Here’s a question I saw several years ago and have never seen an answer to:
Take a spring, compress it, and put a rubber band or something around it so that it stays compressed. The spring now has potential energy. Throw it in a vat of acid–the spring dissolves. Where does the potential energy go?
I wouldn’t want to have to make a chart of its progress, but I would say the energy would go into heat of viscous friction in the acid as parts of the spring are released during its corrosion.
The energy is stored in the molecular bonds of the material making up the spring. When the bonds are broken as the spring dissolves the energy is released. More precisely, less energy is required to dissolve the bonds in the first place, since a strained bond will dissolve more easily than a relaxed one. So the energy “goes” the same place it does for an uncompressed spring – into the chemical reaction between the acid and the metal.

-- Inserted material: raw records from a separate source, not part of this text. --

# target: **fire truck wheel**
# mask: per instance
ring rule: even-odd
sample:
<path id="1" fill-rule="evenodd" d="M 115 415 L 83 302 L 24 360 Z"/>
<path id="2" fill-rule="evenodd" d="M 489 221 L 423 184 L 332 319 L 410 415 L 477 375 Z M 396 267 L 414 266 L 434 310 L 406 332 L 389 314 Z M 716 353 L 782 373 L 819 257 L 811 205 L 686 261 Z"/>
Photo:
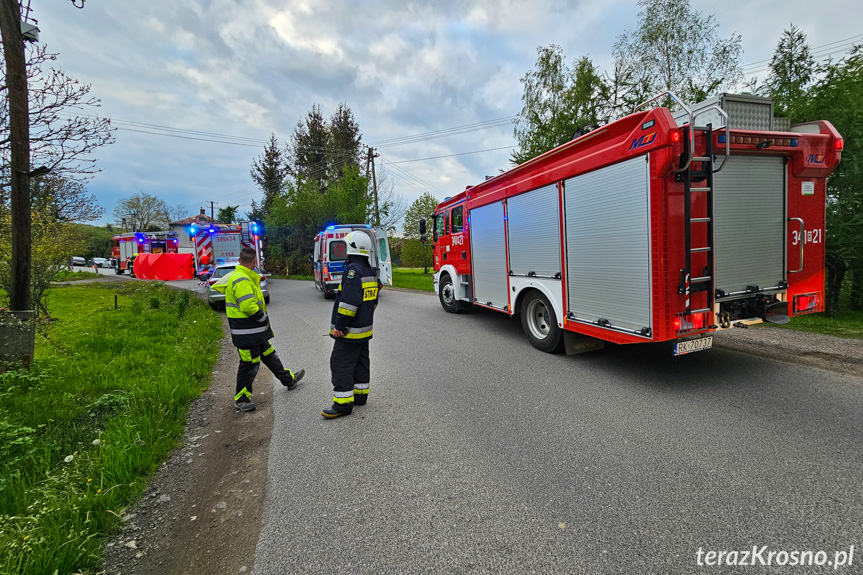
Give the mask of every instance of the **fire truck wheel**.
<path id="1" fill-rule="evenodd" d="M 458 298 L 455 295 L 455 286 L 448 275 L 441 277 L 438 297 L 440 298 L 440 305 L 445 311 L 449 313 L 458 313 L 460 311 Z"/>
<path id="2" fill-rule="evenodd" d="M 531 290 L 524 296 L 521 327 L 530 344 L 538 350 L 554 353 L 563 344 L 563 331 L 557 325 L 554 308 L 538 291 Z"/>

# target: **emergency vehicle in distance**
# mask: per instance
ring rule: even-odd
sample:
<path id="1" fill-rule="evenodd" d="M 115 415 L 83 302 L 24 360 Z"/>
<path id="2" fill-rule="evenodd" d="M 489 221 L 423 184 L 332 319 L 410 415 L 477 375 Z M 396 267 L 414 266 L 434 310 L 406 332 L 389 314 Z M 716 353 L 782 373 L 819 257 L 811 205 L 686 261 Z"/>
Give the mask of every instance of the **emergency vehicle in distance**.
<path id="1" fill-rule="evenodd" d="M 662 98 L 681 108 L 643 109 Z M 827 177 L 843 140 L 773 103 L 673 94 L 437 206 L 434 288 L 451 313 L 519 314 L 567 353 L 673 342 L 824 310 Z M 425 233 L 425 222 L 420 224 Z"/>
<path id="2" fill-rule="evenodd" d="M 369 262 L 378 274 L 382 285 L 393 285 L 393 267 L 390 258 L 390 244 L 384 228 L 375 228 L 371 224 L 337 224 L 327 226 L 315 236 L 315 250 L 311 256 L 315 268 L 315 287 L 324 293 L 327 299 L 333 298 L 342 281 L 347 260 L 347 245 L 344 237 L 348 233 L 359 230 L 369 235 L 372 241 L 372 253 Z"/>
<path id="3" fill-rule="evenodd" d="M 117 275 L 126 270 L 134 275 L 133 259 L 138 254 L 177 253 L 177 234 L 174 232 L 130 232 L 111 238 L 111 267 Z"/>
<path id="4" fill-rule="evenodd" d="M 263 225 L 260 222 L 240 222 L 237 224 L 191 224 L 186 228 L 192 244 L 181 248 L 181 252 L 195 256 L 196 275 L 219 264 L 234 261 L 240 257 L 240 250 L 254 248 L 258 265 L 264 267 L 261 253 Z"/>

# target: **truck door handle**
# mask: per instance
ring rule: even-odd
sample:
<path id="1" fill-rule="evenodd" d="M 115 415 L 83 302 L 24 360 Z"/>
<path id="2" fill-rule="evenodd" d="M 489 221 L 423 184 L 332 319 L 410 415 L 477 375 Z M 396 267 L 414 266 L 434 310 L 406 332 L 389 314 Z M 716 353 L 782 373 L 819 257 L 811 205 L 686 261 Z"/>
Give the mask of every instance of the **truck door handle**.
<path id="1" fill-rule="evenodd" d="M 796 274 L 803 271 L 803 244 L 806 241 L 806 223 L 801 218 L 788 218 L 788 221 L 800 223 L 800 267 L 796 270 L 788 270 L 788 273 Z"/>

The energy is actually converted into mass, by the famous E = mc^2 formula. If you weigh the total acid plus spring (plus rubber band) before and after, you’ll find more mass after the acid has done its trick, especially if it’s a Catholic mass. If it’s not a Catholic mass, but you’re doing the experiment in Boston, the energy would of course have been converted into Boston, Mass. If the experiment were done in April, you could say that there was spring (with rubber band) in the air in Boston, Mass. However, trying to weigh the whole of Boston before and after the experiment is considered too difficult.
Oh, wait, man, I bet you didn’t mean that kind of acid, like, wow.